The first phase of the Nasr City monorail is scheduled to be operational in June 2022. The first phase of the light train is due to open in March 2022, and will connect with the third line of the Cairo underground network at Adli Mansour station in eastern Cairo. It will link the cities of Cairo, Obour, Shorouk, Mostaqbal, Badr, and 10 Ramadan with the New Administrative Capital, and will have 16 stations over its 90 km length.
The New Administrative Capital, the spokesperson said, will be Egypt’s first smart city to come on line though 13 others are under construction, including New Alamein, New Mansoura, East Port Said, Nasser City in western Assiut, and New Ismailia. They are being developed by the Ministry of Housing, in conjunction with the New Urban Communities Authority.
The 14 smart cities, which are planned to house 14 million people and provide six million permanent jobs, are being developed to the highest standards of sustainability, using renewable and recyclable materials, and with a careful eye kept on reducing energy consumption and waste and protecting the environment.
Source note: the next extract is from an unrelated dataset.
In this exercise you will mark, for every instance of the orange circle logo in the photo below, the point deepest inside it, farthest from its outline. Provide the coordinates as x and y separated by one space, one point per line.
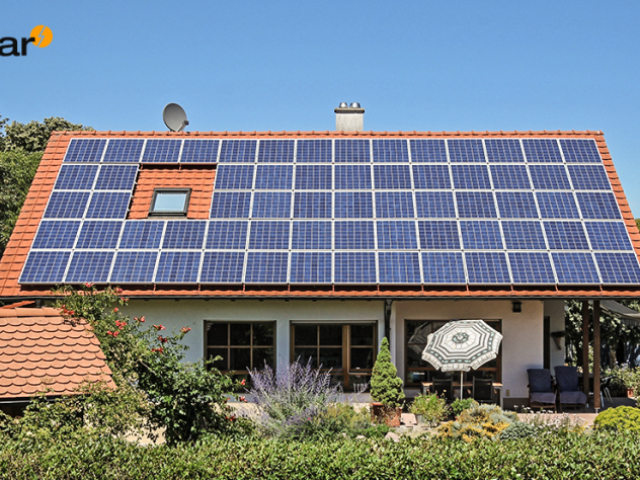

In the New Administrative Capital, Al-Husseini said, the parking system will be based on an application that will inform citizens of available parking spots. Traffic will be monitored by thousands of cameras: the first phase of the new capital, according to Al-Husseini, already has 6,000 advanced cameras installed, able to track vehicles and save facial images, while drones will be used for continuous monitoring and to help in dealing with accidents.
The new capital also includes an Arts and Culture District built on 127 feddans and is home to theatres, cinemas, libraries, museums, and an opera house. The opera house was inaugurated in mid-November by the prime minister who attended a concert performed by the Vienna Philharmonic Orchestra, conducted by the 80-year-old celebrated maestro Riccardo Muti.
The New Administrative Capital also boasts a Central Business District (CBD) centred on 20 skyscrapers. The CBD is being built by the China State Construction Engineering Corporation, one of the largest construction companies in the world, in cooperation with the Ministry of Housing, represented by the New Urban Communities Authority. It will include the 78-storey Iconic Tower which, at almost 400 metres, is set to be the tallest building in Africa. Work on the tower began in May 2018 with the digging of the foundations.
In September, the cabinet announced that it had received an offer from a Chinese company to operate and manage the CBD which the government is studying before giving a final decision.
Representatives of the Chinese company expect the CBD to attract a host of international companies, said a cabinet statement. Investments in the CBD total $3 billion.
*A version of this article appears in print in the 23 December, 2021 edition of Al-Ahram Weekly.